XX
Ahora, para concluir: hace cuatro años que Julia se casó, dicen que todavía apesadumbrada y llevando al lado de su marido su virtud intachable, pero su corazón despedazado.
Dicen que él la adora; que ella es buena mujer y que cumple con sus deberes noblemente. Yo no entiendo así las cosas. No me alegraría de estrechar contra mi pecho un corazón que latiese al recuerdo de otro hombre.
Y agregan que la pobre Julia ha sabido perfectamente que yo no era casado. La cosa pasó de esta manera:
Díjose hace tres años que iba a casarme con una señorita que había yo dado en visitar (solamente para practicar el inglés que ella hablaba como su lengua). Pues bien: un día se platicaba acerca de esto en casa de Julia.
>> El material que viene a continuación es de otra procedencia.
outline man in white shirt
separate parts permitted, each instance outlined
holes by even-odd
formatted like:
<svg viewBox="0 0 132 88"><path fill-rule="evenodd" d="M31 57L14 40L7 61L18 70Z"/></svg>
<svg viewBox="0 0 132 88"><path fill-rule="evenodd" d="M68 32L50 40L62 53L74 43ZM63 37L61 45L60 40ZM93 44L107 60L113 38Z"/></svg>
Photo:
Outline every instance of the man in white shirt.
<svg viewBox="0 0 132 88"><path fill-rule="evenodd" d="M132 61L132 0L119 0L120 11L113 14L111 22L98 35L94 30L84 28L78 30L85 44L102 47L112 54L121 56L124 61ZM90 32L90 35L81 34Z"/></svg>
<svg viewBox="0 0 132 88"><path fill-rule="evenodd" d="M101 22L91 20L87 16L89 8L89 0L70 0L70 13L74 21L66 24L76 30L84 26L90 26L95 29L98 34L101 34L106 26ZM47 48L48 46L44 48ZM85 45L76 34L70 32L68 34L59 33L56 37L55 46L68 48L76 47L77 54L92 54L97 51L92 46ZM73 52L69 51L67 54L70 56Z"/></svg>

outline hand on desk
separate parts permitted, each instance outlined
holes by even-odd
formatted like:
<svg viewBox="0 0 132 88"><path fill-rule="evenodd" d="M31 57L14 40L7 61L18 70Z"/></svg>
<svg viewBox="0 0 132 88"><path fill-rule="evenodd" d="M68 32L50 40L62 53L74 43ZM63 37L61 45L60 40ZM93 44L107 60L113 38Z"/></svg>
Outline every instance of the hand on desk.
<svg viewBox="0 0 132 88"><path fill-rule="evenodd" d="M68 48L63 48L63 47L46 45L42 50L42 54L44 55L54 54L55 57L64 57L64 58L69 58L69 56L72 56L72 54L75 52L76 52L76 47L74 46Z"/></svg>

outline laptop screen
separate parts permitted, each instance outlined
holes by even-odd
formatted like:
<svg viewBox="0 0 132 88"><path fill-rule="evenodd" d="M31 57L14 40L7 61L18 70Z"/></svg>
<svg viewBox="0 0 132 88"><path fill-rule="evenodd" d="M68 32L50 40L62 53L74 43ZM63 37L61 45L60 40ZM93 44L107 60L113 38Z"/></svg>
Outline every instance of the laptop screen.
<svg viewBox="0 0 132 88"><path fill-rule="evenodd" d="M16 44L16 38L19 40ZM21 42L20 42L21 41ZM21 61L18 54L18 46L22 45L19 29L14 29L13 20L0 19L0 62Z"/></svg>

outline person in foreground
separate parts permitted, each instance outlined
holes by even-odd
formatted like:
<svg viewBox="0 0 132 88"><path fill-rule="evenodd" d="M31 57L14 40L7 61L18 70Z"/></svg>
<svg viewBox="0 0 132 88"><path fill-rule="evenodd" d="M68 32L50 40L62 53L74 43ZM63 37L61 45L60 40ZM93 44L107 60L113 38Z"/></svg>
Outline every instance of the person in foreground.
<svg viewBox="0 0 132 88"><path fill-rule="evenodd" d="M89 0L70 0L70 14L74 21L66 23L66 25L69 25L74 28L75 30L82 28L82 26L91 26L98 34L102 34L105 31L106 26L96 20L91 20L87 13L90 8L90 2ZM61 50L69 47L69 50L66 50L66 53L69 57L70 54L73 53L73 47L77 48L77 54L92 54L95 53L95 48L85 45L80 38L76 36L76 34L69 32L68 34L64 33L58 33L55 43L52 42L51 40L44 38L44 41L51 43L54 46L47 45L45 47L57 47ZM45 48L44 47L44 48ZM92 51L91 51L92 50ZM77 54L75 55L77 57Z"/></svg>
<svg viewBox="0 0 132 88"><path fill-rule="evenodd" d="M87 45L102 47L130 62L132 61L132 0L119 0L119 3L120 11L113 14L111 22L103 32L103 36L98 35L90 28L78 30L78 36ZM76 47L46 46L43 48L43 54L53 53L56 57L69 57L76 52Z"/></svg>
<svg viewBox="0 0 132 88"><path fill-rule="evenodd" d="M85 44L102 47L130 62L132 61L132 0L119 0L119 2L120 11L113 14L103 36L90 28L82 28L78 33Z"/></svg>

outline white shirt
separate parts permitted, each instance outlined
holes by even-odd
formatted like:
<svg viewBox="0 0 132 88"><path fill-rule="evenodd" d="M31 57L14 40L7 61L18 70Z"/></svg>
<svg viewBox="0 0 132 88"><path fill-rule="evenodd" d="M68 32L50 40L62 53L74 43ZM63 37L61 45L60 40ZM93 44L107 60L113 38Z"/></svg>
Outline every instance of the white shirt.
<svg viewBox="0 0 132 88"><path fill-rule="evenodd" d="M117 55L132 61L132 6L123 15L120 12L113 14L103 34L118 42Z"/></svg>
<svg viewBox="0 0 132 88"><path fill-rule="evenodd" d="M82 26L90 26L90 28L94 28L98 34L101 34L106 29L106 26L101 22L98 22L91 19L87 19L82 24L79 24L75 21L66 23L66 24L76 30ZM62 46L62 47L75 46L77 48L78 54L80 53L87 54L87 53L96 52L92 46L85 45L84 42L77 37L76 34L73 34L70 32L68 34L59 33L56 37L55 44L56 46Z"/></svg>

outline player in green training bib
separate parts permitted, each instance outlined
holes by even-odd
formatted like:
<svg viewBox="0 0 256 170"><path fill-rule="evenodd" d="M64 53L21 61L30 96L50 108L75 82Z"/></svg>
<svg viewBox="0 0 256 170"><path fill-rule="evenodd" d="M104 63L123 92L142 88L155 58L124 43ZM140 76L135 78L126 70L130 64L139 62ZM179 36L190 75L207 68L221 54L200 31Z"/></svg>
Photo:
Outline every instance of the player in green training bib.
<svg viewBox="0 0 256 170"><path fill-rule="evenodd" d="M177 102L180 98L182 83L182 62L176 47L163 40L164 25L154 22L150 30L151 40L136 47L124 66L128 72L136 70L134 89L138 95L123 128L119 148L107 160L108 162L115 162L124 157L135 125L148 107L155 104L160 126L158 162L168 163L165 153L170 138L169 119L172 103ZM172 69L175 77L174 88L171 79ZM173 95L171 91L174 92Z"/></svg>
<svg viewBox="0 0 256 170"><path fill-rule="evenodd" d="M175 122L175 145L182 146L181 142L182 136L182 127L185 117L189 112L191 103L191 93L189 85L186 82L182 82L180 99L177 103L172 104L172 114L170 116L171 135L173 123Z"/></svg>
—¿Saben ustedes —dijo uno— que se casa el general R… con la señorita S…?
—¡Cómo —exclamó Julia, asombrada—, si ese caballero es casado!
—No, señora, no es casado; ¿quién le ha dicho a usted semejante cosa?
—No sé quién; pero me lo han asegurado.
—Pues no hay tal; yo soy su amigo íntimo y puedo asegurar a usted que no se ha casado nunca y que ni siquiera le hemos conocido un amor formal. Parece que tuvo una pasión de joven y que fue desgraciado; desde entonces no tiene corazón.
Me han contado que Julia se puso pensativa, que estuvo sombría durante la tertulia y que se retiró pronto, pretextando un fuerte dolor de cabeza.
Yo estoy seguro de que a esta hora me odia mortalmente.
En cuanto a mí, ni la amo ya ni la aborrezco; pero le estoy agradecido porque me curó en mis primeros años de esa horrible enfermedad del amor que acosa mucho en la edad madura. El amor es como el vómito: se cura la primera vez y no vuelve a atacar nunca.